Todo intento por aproximarme a lo que de verdad interesa, farándulas e hipérboles al margen, es infructífero. Lamentablemente estoy vedado a la literatura que de verdad me interesa, la que es capaz de conseguir que el lector se identifique con lo escrito en el texto. Supongo que esa virtud está íntimamente relacionada al carisma y una serie de privilegios que todavía ando buscando en mí... El optimismo que nunca se pierda, por favor.

Con un elevado narcisismo, eso sí, en seguida me siento víctima del más terrible de los ridículos. Para qué pasar desapercibido cuando es innegable la ilusión que nos hace que nos reconozcan; para qué ser siempre protagonista si no sé encajar los halagos. Contradictorio, espiritualmente evolucionando y de autoestima famélica. Excepto cuando no es así.

Dialéctico entre mí y yo, tomando el término en su acepción filosófica. Y divagador, de nuevo navegando en lugares que nada pueden reportar a los incautos que lean estas líneas, nada más allá de la propia curiosidad por adentrarse en la mente del especimen que aquí deletrea pensamientos. Tan típicamente singular, tan odioso, que es inevitable sonreír. Porque todavía es un niño.

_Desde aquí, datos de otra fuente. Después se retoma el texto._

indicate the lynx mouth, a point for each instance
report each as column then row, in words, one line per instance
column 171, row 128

Y se da cuenta de todo esto mientras escucha las voces de la ciudad, el rechinar del autobús porque en Zaragoza no hay metro. Entonces la gente se agolpa, un bus no es grande como un tren, y por un momento eres partícipe involuntario de todas esas vidas que en unos minutos dejarán en ti un recuerdo efímero que desaparecerá al rato de las horas.

Me he olvidado el mp3 y no hay música. No es tan malo, no pasa nada porque deje de comportarme como un lobo estepario por un día. Constantemente inconstante, en el centro de la simultaneidad entre amor y odio.